I would say no. The rtc is alsays a bad clock.(and it can only be read to the nearet second). uUsing it as a refclock complicates the code, which introduces new possibilities of security and other bugs. It may be the best you have to initialise the clock. Probably a better idea would be to enable temperature tracking as an additional input in the local clock algorithm, since teperature fluctuations are probably the main cause of clock noie. (Chrony already has this possibility).
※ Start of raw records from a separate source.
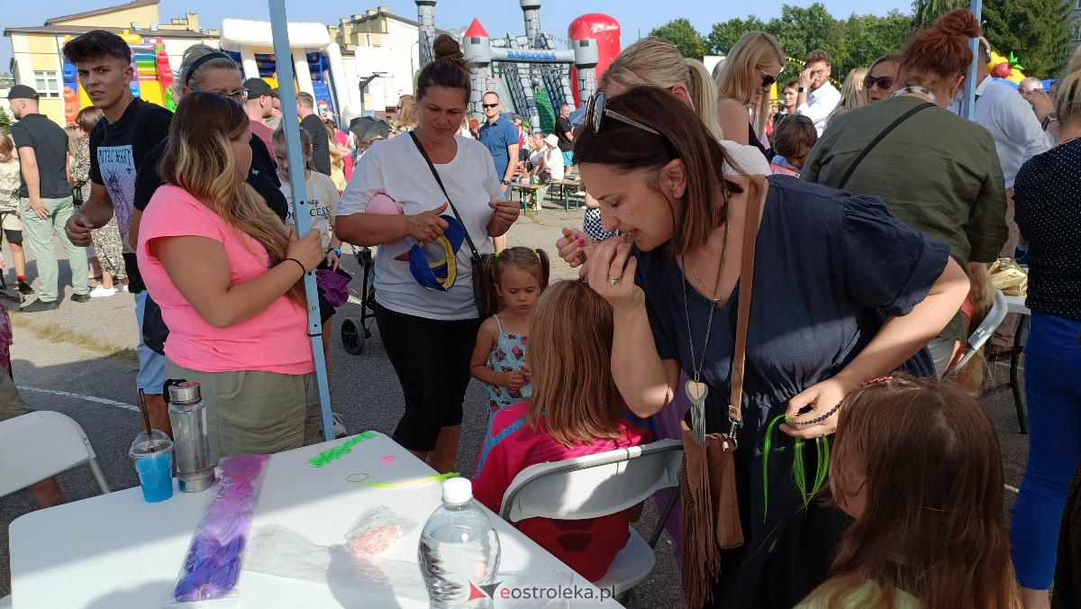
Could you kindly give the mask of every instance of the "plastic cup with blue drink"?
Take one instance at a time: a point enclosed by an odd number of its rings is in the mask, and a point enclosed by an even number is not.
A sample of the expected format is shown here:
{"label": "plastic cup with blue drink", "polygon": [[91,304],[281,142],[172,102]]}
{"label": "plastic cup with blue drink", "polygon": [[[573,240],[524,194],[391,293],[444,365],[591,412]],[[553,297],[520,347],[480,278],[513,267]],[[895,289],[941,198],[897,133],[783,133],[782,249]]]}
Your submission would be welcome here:
{"label": "plastic cup with blue drink", "polygon": [[135,436],[128,452],[135,461],[143,499],[158,503],[173,497],[173,440],[160,429]]}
William G. Unruh __|__Hagler Fellow, Distinguished |_Tel:UBC +1(604)822-3273 Physics&Astronomy _|__ Research Prof, IQSE |__ US +1(979)7399950 UBC, Vancouver,BC _|_ TAMU4242, 578 University Dr |_ un...@physics.ubc.ca Canada V6T 1Z1 ____|__College Stn, Tx, USA 77843 _|_www.theory.physics.ubc.ca I cannot reply to emails from outlook or hotmail or other microsoft domains. On Mon, 24 Mar 2025, Ahmad Fatoum wrote:
[CAUTION: Non-UBC Email] Hi, Last year I upstreamed some patches to allow use of Linux /dev/rtc as reference clock. This helped us on an embedded system that can be offline for multiple days at a time and the clock drift of the SoC's internal timer was higher than tolerable, compared to that of the external RTC. With the support now in master, it's possible to keep two configs, one for each of NTP and RTC as reference clock and switching between them as needed. The logical next step would be to allow having a single config that addresses our use case, which I believe would be a generally useful default for many embedded system: - The kernel allows only one process to open /dev/rtc at a time. Chrony should gain an IPC command by which chronyc can set the time on the RTC, when used as reference clock. - Setting the time this way, discards all samples and then sampling starts fresh with a clean slate - The RTC reference clock should only be selected, when there are no other usable non-RTC reference clocks - The 11-minute kernel programming of the RTC must always be disabled, once a RTC reference clock has been initialized - rtcsync when the RTC is a selected reference clock should be a no-op - rtcsync when the RTC is _not_ the selected reference clock should periodically program the time into the RTC like the kernel usually does, once the drift exceeds a threshold A future follow-up to that could be using RTC_PARAM_CORRECTION to compensate RTC oscillator imprecision. Does this make sense? Any comments before I try implementing it? Thanks! Ahmad -- To unsubscribe email chrony-dev-requ...@chrony.tuxfamily.org with "unsubscribe" in the subject. For help email chrony-dev-requ...@chrony.tuxfamily.org with "help" in the subject. Trouble? Email listmas...@chrony.tuxfamily.org.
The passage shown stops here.